第2章 U-17日本代表合宿
中学テニス全国大会から数か月後、青学テニス部は日本テニス界のトップ選手を育成するU-17(アンダーセブンティーン)日本代表合宿に来ていた。
鉄の大きな扉が開き8人は入って良いのかと開いた門の前に立つ。
大石「本当に良いのかな……」
乾「0%、この合宿で中学生がいた前例はない」
裏があるだろうと乾は予測し、手塚が行こうと言って全員で門を通って行く。途中、U-17に入っているであろう高校生達が「検問だ」と言ってちょっかいを掛けて来た。
「1人5球やるから、3つの缶を倒してみろ」
テニスのコートに連れて行かれた8人に3つの缶を倒してみろと言った高校生。それを受けて彼等は簡単だと言わんばかりに缶にボールを当てて行く。その様子は監視カメラでコーチ達に見られているとも知らずに。
?「青春学園テニス部。今年の全国大会優勝校だ」
?「ほお、中々個性が強いメンツだ」
コンコン
?「来たようだね、どうぞ」
ノックの音が鳴り扉を開けて入って来たのは1人の少女。少女はぺこりと頭を下げてから部屋に入る。
花鈴「本日からこの合宿でお世話になる事になった、青学テニス部マネージャーの姫宮花鈴です」
入って来た少女はそう名乗ると待っていたと言うように手招きされ、合宿で着る専用のジャージを渡された。

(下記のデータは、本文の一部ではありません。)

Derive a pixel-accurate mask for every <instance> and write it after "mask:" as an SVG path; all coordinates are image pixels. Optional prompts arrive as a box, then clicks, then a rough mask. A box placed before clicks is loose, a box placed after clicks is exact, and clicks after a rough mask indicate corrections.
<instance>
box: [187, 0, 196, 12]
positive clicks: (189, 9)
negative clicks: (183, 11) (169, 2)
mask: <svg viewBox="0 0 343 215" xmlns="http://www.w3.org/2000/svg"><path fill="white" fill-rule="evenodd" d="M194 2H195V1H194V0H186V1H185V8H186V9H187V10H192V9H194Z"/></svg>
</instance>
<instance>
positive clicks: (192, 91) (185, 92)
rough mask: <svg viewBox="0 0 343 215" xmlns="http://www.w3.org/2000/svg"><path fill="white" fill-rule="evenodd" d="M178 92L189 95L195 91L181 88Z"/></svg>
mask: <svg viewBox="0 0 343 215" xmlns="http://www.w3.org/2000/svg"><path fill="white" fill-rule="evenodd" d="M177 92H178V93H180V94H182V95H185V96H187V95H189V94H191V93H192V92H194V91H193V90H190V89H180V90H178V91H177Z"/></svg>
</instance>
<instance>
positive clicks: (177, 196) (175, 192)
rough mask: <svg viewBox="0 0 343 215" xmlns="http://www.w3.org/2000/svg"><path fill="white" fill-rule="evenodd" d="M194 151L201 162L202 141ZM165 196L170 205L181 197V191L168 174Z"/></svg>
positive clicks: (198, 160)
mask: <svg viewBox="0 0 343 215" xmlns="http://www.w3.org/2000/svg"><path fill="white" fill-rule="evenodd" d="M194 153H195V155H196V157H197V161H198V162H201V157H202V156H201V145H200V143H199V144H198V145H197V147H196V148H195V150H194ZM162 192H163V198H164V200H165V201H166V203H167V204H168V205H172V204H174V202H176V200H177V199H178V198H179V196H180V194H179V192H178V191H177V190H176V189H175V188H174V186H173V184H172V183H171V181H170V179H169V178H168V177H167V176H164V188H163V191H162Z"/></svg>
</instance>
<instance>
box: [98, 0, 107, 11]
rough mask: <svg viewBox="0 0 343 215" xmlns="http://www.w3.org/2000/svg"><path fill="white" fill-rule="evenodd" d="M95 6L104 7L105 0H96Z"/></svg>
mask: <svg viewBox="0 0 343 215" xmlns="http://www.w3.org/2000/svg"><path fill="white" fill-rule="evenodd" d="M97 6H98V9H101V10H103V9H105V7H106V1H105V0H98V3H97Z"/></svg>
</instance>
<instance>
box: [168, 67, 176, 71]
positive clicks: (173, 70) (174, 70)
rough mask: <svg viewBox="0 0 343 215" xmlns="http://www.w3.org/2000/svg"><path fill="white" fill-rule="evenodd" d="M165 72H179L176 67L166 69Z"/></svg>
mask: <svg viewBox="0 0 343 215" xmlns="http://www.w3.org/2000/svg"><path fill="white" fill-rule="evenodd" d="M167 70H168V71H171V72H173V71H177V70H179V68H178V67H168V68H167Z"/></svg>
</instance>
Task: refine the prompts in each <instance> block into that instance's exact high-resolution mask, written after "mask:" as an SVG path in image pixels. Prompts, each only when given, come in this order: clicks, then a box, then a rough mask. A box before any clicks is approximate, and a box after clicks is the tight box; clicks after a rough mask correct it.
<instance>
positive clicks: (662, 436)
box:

?「コレが君のジャージだ。君には彼等、中学生組のサポートをして貰いたい」
花鈴「……あの、1つ質問しても良いでしょうか?」
渡されたジャージを受け取った花鈴は「何故、私は呼ばれたのか?」と聞く。
?「それは君が元テニスプレイヤーで才能があるからです。それに彼等の事は我々よりも熟知している」
花鈴「そう、ですか……分かりました」
花鈴は小学生までアメリカで生活しており、プロテニスプレイヤーの父とスポーツトレーナーの母に育てられた。その為、テニスの腕前は小学生にも関わらずプロ並みで負け知らずだった。だが中学生に入るとピタリとテニスを辞め、今はマネージャーとして青学のテニス部をしている。
黒部「自己紹介がまだでしたね、私は戦略コーチの黒部由紀夫です」
齋藤「僕は齋藤至、メンタルコーチだよ」
そして腹筋をしている人物は、サーキットコーチの柘植竜二。「宜しくお願いします」と改めて挨拶をした花鈴が監視カメラのモニターを見ると青学メンバーは合宿所へと到着していた。